No espaço do grande salão de festas da Sociedade Filarmónica Incrível Almadense, entre os rostos desconhecidos de muitas pessoas assistentes que denunciavam uma justificada curiosidade, passava a denúncia triunfante e o gozo do rancor político de substância predominantemente marxista de alguns dos jovens que estavam presentes. Entre os inúmeros rostos, não podemos deixar de referir a presença daqueles que na impetuosidade da época iam transmitindo apaixonadamente o conteúdo das nossas ideias, por isso destacamos nas primeiras filas da assistência colectiva participada, o companheiro Barreto Atalaião, a companheira Berta, o sapateiro Artur Modesto (1897-1985), o trabalhador rural José Paulo Lola (1901-?) e o comerciante de pescado José de Brito; mais atrás, também vemos o companheiro setubalense Jaime Rebelo (1900-1975). E nessa imensa malha humana de dezenas e dezenas de pessoas, além do autor destas linhas, sabemos que alguns mais anarquistas de Almada marcaram a sua presença, tais como os companheiros Jorge Quaresma (1905-1990), o operário corticeiro anarquista e esperantista José Eduardo (1909-?), Fernando Paiva Moura (1925-), contra-mestre de 1ª do Arsenal do Alfeite e fundador com o companheiro José Correia Pires da Cooperativa da Panificação Sulcoop, que hoje vive ainda em Almada, o carpinteiro de moldes Viriato Pereira (1927-?) e outros que pedimos desculpa por não mencionar por falta de espaço, atraindo a simpatia da população local e amizade ao Movimento Libertário Português.

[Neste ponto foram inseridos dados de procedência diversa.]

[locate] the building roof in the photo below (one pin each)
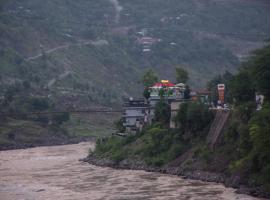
(164, 84)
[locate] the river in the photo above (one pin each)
(55, 173)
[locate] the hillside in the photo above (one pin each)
(230, 145)
(88, 54)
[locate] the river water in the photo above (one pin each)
(55, 173)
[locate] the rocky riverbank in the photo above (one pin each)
(233, 182)
(46, 142)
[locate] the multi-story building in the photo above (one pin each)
(136, 114)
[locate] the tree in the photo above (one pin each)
(163, 112)
(181, 75)
(149, 78)
(241, 88)
(260, 71)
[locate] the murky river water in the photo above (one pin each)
(54, 173)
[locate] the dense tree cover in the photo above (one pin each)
(193, 118)
(249, 128)
(149, 78)
(163, 112)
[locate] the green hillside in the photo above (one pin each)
(87, 53)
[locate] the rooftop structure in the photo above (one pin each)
(136, 114)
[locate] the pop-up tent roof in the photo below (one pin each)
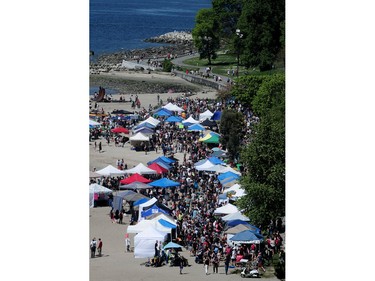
(235, 216)
(140, 169)
(96, 188)
(133, 178)
(164, 182)
(247, 237)
(205, 115)
(144, 242)
(139, 137)
(173, 107)
(110, 171)
(226, 209)
(190, 121)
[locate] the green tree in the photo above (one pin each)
(167, 65)
(247, 87)
(264, 157)
(227, 13)
(261, 24)
(205, 34)
(231, 125)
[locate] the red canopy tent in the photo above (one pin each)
(159, 169)
(133, 178)
(120, 130)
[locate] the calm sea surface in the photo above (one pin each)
(117, 25)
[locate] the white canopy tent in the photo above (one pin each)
(96, 188)
(141, 169)
(173, 107)
(205, 115)
(151, 120)
(145, 225)
(226, 209)
(235, 216)
(110, 171)
(146, 204)
(144, 242)
(190, 120)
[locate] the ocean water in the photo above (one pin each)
(117, 25)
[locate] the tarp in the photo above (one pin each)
(216, 116)
(135, 185)
(140, 201)
(151, 120)
(226, 209)
(173, 107)
(163, 112)
(110, 171)
(139, 137)
(190, 121)
(235, 216)
(164, 182)
(173, 119)
(140, 169)
(166, 223)
(172, 245)
(195, 128)
(146, 204)
(120, 130)
(155, 208)
(133, 178)
(159, 169)
(144, 242)
(207, 114)
(247, 237)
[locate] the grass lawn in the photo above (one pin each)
(225, 62)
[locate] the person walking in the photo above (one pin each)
(206, 263)
(93, 247)
(227, 261)
(100, 246)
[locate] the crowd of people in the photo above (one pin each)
(193, 203)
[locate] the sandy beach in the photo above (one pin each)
(116, 264)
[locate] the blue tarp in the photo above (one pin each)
(215, 160)
(172, 245)
(216, 116)
(226, 175)
(163, 112)
(247, 236)
(164, 182)
(196, 127)
(165, 223)
(173, 119)
(140, 201)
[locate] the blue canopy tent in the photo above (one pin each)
(247, 237)
(163, 112)
(155, 208)
(140, 201)
(172, 245)
(196, 127)
(173, 119)
(164, 182)
(216, 116)
(227, 175)
(215, 160)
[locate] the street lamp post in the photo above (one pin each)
(240, 35)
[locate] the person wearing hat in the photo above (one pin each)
(93, 247)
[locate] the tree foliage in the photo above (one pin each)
(261, 22)
(227, 13)
(264, 157)
(205, 34)
(231, 126)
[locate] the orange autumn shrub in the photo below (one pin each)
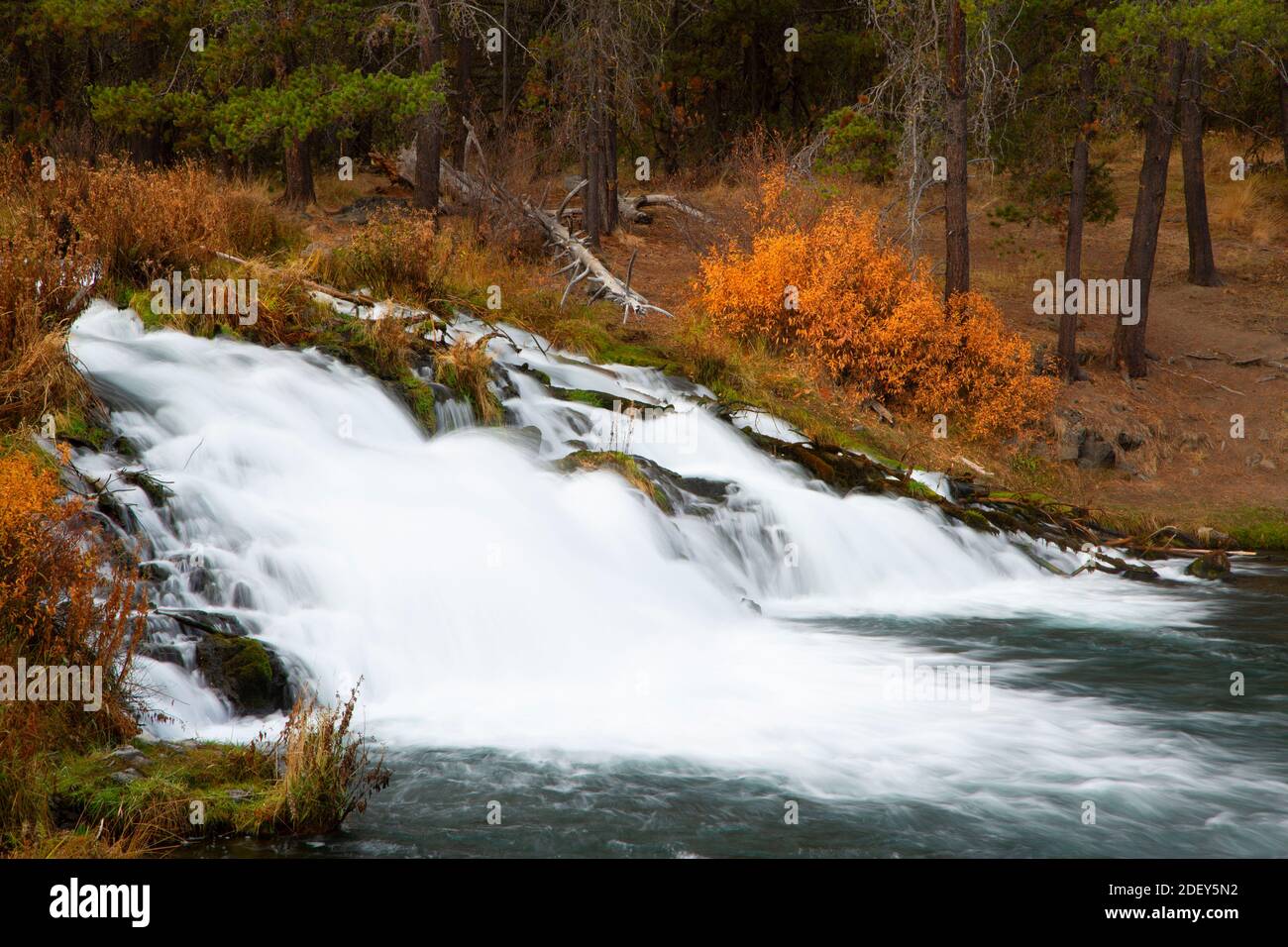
(825, 287)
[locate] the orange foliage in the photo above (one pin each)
(868, 320)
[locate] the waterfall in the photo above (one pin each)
(487, 598)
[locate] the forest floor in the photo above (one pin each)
(1215, 351)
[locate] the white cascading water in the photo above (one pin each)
(488, 599)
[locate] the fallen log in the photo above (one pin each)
(584, 263)
(669, 201)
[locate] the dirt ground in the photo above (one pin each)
(1219, 354)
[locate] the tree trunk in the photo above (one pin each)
(1283, 116)
(297, 166)
(1068, 346)
(610, 171)
(1129, 341)
(505, 64)
(956, 230)
(464, 90)
(1202, 265)
(595, 165)
(429, 136)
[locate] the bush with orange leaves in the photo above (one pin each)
(59, 605)
(871, 322)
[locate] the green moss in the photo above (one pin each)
(71, 423)
(420, 398)
(141, 300)
(1256, 527)
(625, 466)
(919, 491)
(231, 783)
(249, 665)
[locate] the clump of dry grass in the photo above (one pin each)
(60, 604)
(467, 368)
(329, 772)
(395, 256)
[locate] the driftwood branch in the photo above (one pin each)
(599, 279)
(673, 202)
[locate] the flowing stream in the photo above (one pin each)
(627, 682)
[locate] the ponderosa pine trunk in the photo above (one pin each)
(297, 170)
(1067, 350)
(593, 191)
(610, 170)
(1202, 263)
(1128, 348)
(1283, 116)
(464, 91)
(956, 228)
(429, 137)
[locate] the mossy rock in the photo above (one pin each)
(153, 788)
(623, 464)
(245, 672)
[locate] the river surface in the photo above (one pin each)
(558, 668)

Actualmente a nossa Associação funciona como um Ateneu Libertário - depois de derrubadas as ditaduras salazarista e franquista é o mais antigo da Península Ibérica -, começando no seu propósito por ser um lugar aberto ao encontro de grupos e convívio de outros indivíduos que livremente o compõem, com o fim de divulgar no plano social a hipótese anarquista. E, assim, faz muitos e muitos anos que dentro dos mesmos princípios abrangendo diversas gerações se editou o jornal Voz Anarquista, a revista Antítese, o Boletim de Informações Anarquistas e por fim a revista Húmus, procurando-se produzir um ambiente que reflicta um espírito não subserviente de forma a alargar as experiências e a mente humana. Mas é necessário dizer o que importa sem querermos ser sentimentais, pois a nossa associação flutua sobre as condições que derivam do apoio mútuo que lhe está na origem e a sua identidade está ligada indissoluvelmente aos anarquistas comummente designados por a velha guarda comunista libertária de Almada. É a esta consciência que hoje somos responsavelmente aderentes.